I recently read an article by Susan Patton, a Princeton alum and mother, who told female students to find husbands at school before they graduate. You can read it here.http://money.cnn.com/2013/04/01/pf/princeton-mom-women/?sr=fb040113princetonmom8p. Wow this article is a load of bullshit. I use the word bullshit not because I can’t think of a better word but because it firmly describes what I think of this woman’s point of view. “Find a man before you graduate because women have a shelf life,” ? What? I’m sorry, I spent my entire college career focused on three things:
1) Getting an education/graduating
2) Making some of the best friends of my life
3) Experiencing said life to its absolute fullest and not regretting any of it.
Sure some parts of numbers two and three resulted in some not-so-wise decisions, but I also used them as stepping stones and growing pains, to be cliché, to come out a better person on the other side.

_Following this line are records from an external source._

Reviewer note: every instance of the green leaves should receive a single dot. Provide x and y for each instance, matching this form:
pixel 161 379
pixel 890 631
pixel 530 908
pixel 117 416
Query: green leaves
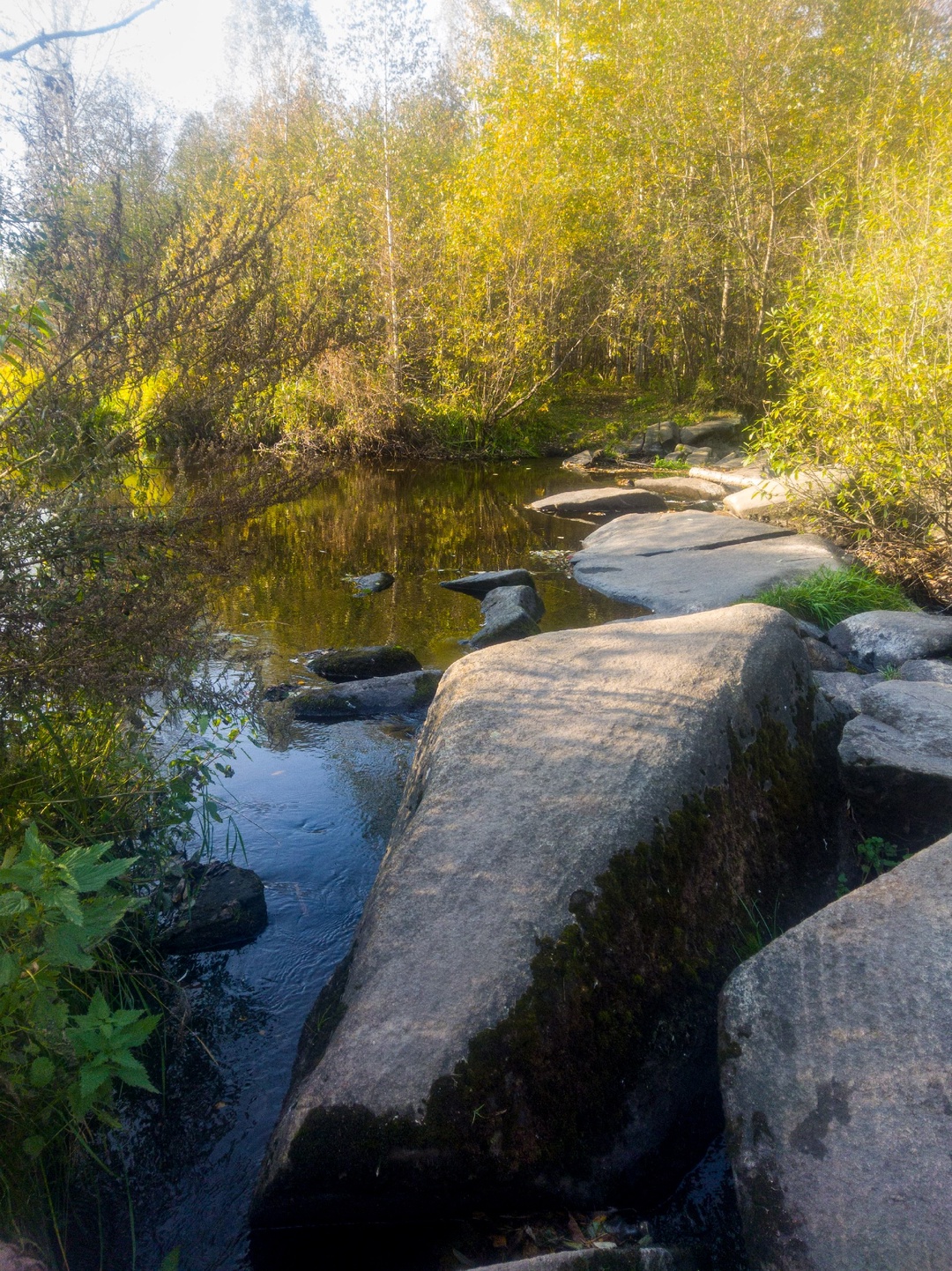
pixel 103 1041
pixel 61 1052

Relationships, husbands in particular, were really not part of my vernacular. While I DID have a new crush every semester it seemed, the last thing I ever thought about was getting married.

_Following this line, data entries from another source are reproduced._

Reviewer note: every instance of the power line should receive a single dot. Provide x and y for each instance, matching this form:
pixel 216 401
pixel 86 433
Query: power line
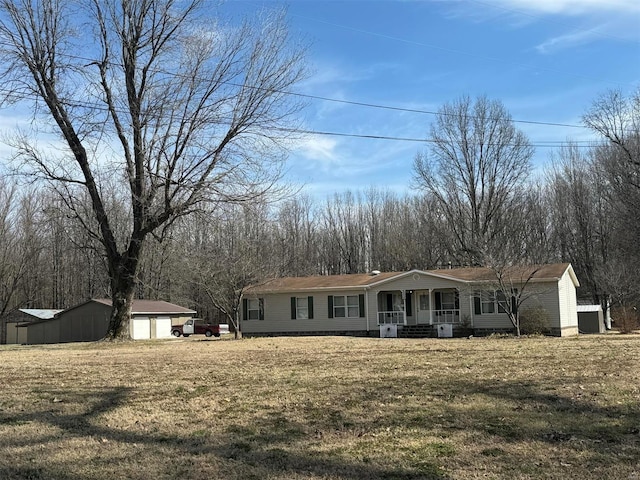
pixel 539 144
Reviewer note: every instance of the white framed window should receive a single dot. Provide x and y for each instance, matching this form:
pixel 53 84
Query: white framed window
pixel 353 306
pixel 448 300
pixel 487 302
pixel 253 309
pixel 346 306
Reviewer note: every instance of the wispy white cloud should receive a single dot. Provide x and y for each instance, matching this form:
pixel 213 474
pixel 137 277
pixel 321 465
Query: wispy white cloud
pixel 569 40
pixel 317 149
pixel 570 7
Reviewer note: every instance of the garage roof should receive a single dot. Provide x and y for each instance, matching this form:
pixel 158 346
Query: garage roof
pixel 144 307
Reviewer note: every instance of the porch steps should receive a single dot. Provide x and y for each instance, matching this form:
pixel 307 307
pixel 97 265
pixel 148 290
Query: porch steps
pixel 417 331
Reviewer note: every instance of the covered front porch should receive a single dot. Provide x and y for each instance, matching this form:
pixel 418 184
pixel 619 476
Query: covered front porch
pixel 419 307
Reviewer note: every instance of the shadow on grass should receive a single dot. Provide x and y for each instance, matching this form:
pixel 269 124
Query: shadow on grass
pixel 272 448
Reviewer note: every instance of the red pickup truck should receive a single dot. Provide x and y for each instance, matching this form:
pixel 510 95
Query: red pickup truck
pixel 196 326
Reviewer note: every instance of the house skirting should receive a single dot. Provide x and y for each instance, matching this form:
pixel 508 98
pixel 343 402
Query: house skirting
pixel 318 333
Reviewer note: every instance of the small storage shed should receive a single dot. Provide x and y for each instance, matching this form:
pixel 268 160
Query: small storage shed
pixel 590 319
pixel 89 322
pixel 25 316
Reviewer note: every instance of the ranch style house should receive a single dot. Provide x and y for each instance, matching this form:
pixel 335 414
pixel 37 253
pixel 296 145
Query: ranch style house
pixel 416 303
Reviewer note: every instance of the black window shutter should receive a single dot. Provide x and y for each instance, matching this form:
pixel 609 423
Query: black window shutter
pixel 477 309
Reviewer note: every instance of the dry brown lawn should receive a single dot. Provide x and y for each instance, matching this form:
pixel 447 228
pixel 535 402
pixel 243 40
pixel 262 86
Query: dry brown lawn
pixel 323 408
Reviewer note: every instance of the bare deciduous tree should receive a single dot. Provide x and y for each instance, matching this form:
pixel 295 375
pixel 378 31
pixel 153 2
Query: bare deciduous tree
pixel 153 93
pixel 19 249
pixel 474 168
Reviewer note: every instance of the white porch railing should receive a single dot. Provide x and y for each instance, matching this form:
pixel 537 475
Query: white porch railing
pixel 393 317
pixel 445 316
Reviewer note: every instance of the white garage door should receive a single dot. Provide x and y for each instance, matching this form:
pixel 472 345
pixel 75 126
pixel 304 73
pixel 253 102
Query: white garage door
pixel 163 327
pixel 141 328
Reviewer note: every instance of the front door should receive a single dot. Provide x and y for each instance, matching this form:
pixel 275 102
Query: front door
pixel 423 310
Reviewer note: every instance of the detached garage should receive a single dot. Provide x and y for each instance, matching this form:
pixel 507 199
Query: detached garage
pixel 89 322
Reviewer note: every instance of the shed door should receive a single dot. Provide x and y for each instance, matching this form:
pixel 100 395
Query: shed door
pixel 163 327
pixel 141 328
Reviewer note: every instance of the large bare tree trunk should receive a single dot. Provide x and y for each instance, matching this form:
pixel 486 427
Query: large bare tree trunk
pixel 180 112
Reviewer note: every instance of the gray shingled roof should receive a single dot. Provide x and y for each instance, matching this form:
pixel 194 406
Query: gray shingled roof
pixel 360 280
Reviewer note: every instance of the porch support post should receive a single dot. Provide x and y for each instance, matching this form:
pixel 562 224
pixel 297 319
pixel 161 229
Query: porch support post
pixel 366 307
pixel 430 308
pixel 404 307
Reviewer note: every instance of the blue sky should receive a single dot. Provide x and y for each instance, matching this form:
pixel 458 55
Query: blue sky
pixel 546 60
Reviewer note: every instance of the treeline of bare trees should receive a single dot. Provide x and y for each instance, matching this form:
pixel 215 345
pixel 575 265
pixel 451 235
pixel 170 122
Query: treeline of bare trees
pixel 583 210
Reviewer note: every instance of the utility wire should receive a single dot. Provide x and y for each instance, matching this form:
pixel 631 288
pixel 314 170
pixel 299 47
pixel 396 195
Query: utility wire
pixel 329 99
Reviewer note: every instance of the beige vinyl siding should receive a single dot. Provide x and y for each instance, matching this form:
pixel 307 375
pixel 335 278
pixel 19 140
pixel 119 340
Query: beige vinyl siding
pixel 541 294
pixel 277 315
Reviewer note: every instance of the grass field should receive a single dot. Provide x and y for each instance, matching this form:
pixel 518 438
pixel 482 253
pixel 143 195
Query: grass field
pixel 323 408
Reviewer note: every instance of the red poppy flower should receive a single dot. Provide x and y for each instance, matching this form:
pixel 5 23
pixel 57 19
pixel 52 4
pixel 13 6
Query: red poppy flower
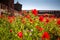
pixel 47 20
pixel 58 22
pixel 45 35
pixel 34 12
pixel 27 16
pixel 10 30
pixel 31 21
pixel 20 34
pixel 41 18
pixel 11 17
pixel 10 20
pixel 39 28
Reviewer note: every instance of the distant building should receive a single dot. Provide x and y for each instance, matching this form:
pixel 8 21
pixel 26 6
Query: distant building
pixel 18 6
pixel 9 3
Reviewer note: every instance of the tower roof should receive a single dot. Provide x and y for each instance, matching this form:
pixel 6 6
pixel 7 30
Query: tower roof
pixel 18 3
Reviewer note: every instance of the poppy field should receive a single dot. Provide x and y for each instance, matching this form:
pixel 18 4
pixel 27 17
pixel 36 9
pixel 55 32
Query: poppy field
pixel 29 27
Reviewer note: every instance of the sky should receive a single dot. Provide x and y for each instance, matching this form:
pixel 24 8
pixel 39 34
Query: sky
pixel 39 4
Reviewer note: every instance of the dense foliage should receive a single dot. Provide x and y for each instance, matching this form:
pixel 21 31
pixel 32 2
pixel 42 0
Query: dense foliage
pixel 29 27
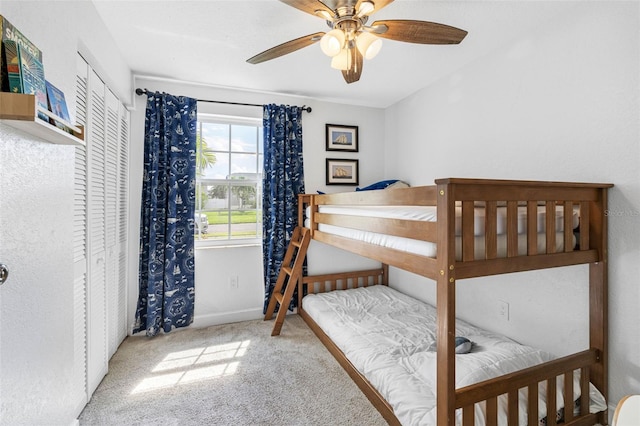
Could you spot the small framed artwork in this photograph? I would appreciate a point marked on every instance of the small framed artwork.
(342, 172)
(342, 138)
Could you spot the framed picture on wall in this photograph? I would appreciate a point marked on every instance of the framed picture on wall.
(342, 171)
(342, 138)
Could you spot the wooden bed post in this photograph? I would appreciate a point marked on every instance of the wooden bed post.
(446, 305)
(598, 296)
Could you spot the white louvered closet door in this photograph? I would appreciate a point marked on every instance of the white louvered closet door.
(80, 241)
(116, 136)
(100, 225)
(120, 321)
(97, 358)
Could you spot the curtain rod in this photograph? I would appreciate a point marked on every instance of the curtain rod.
(141, 92)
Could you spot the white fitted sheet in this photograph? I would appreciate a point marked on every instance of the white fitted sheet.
(428, 213)
(390, 338)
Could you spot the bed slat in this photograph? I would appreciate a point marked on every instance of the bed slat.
(532, 228)
(512, 228)
(468, 231)
(532, 404)
(490, 231)
(551, 401)
(550, 226)
(492, 411)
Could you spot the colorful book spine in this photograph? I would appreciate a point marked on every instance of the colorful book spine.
(12, 56)
(9, 32)
(33, 81)
(57, 105)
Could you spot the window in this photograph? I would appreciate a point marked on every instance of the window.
(229, 180)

I’m sorry Ms. Princetonian, but there is more to life, and college for that matter, than finding your potential mate. And a shelf life? Wow, for someone who is supposed to be very smart you sure make dumb comments. Why not send us back 70 years and tell us we can’t sit next to African-Americans or be anything but secretaries and teachers.
I can understand her argument that perhaps if you meet someone younger you have a longer time to play house and raise a family and then be traveling retirees at 59.5 years old. But we’re also not really all that mature at 22 and chances are, we are going to be different people in our 30s and perhaps, not think the same of our spouse as we did at 21. Women of my generation are rarely getting married that young. And for those of you who did, I think it’s great. I have nothing against young marriage if it’s meant to be, but i have very few friends who married right out of college and are still together. And i don’t know ANY of my friends who went to college solely to seek out a husband.

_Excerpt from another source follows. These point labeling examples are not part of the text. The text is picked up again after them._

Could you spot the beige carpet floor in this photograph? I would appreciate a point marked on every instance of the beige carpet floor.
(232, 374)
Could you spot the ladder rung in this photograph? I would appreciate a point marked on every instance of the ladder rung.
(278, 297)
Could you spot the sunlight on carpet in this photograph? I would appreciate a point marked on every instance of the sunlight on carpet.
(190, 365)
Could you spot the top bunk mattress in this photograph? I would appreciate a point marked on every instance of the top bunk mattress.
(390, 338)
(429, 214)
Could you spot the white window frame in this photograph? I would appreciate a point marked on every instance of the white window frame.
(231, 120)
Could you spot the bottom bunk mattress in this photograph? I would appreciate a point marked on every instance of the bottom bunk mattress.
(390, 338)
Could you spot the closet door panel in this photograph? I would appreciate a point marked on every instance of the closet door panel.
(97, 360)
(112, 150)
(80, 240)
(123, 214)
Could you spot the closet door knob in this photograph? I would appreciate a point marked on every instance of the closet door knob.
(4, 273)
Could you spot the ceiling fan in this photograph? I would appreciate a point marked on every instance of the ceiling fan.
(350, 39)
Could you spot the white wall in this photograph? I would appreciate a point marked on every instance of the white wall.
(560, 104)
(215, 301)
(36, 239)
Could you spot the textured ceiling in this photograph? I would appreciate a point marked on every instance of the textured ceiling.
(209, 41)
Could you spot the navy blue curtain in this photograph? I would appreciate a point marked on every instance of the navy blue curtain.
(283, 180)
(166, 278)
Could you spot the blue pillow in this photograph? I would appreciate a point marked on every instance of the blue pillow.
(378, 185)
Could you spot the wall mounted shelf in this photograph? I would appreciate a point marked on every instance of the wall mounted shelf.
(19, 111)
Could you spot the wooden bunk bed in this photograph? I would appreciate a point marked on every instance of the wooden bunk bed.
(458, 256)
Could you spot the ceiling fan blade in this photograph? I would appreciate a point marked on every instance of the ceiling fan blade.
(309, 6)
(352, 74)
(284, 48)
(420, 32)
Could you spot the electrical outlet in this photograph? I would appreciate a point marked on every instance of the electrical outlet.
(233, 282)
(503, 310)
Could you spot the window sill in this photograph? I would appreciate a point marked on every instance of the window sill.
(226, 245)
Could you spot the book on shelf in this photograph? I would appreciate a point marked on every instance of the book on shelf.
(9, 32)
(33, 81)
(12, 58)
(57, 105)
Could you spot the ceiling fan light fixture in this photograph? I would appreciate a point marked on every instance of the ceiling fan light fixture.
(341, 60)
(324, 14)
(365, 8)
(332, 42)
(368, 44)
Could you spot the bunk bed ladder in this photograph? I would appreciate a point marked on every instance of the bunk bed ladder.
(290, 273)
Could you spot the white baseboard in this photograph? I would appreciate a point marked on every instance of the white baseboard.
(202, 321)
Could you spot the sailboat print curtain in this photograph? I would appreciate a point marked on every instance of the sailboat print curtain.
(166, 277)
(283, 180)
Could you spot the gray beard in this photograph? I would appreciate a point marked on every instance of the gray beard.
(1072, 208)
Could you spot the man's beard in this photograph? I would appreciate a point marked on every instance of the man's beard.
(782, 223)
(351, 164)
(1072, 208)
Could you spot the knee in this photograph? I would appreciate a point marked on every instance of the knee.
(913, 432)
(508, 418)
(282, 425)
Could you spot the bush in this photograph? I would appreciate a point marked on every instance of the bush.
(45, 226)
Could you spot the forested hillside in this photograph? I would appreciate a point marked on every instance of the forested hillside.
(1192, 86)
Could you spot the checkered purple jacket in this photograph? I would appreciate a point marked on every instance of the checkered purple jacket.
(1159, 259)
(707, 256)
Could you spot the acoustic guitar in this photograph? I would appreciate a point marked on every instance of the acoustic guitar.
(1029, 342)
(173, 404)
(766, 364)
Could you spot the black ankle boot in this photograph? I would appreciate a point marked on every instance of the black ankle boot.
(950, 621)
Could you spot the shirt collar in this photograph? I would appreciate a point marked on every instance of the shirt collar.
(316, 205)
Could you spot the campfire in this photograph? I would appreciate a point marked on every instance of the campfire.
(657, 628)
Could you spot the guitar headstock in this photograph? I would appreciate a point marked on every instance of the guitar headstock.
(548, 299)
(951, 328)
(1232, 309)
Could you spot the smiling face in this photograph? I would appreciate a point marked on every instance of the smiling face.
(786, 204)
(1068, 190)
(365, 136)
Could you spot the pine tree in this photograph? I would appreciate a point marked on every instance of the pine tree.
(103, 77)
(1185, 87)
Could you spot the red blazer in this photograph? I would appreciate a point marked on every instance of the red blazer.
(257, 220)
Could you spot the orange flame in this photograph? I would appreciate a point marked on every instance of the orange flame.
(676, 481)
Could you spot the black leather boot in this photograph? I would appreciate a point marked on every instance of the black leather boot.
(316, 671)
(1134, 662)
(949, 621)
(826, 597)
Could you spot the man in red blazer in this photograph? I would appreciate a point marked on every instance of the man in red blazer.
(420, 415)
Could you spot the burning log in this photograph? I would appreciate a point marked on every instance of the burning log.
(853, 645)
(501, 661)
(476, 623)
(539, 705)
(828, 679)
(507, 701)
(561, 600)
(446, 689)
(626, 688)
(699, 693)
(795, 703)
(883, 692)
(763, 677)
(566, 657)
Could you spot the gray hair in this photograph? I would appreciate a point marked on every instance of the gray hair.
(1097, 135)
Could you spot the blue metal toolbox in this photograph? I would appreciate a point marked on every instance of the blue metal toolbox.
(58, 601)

Like MANY of my friends, I am a successful, professional, woman. I am a mother who is happy in love and loving life. Yes, Ms Princeton-lady, I DO have it all. I have a job I love, have worked hard for and married my best friend. And if I’d met him while in college, surely I would have passed him by. Because the person I was at 21 is not the woman I was at 26 or especially 30, when we married. My priorities were completely different than what they are today. I was not mature. I was not ready to be a wife. I wasn’t ready to understand what it meant to compromise, sacrifice and make hard decisions. Most days my hardest decision was did I want to go to class or stay up pondering “The Big Lebowski” for another hour and skip my 8 a.m.
Today 8 a.m. is a luxury hour of which I rarely sleep past, but I wouldn’t trade it. I have to disagree with Ms. Patton in every regard. Women are older nowadays when they get married because we want to be self-sufficient, intelligent, mature and able to handle what life throws at us. Sure we like chivalry, but that doesn’t mean we can’t make our own money or know how to pump our own gas. We can still cook our family dinner and do all the traditional feminine roles, but we’re going to be doing it while checking email, paying bills and meeting a friend for lunch.
I’m no women’s lib fanatic but when reading this article I immediately felt a need to respond. The irony to me of course is that this woman is divorced because she felt that it was horrible to be married to someone not as smart as her. Maybe her husband felt it was just horrible to be married to someone with ridiculous ideas. Clearly she is not happy, so who is she to preach on the way someone should live her life?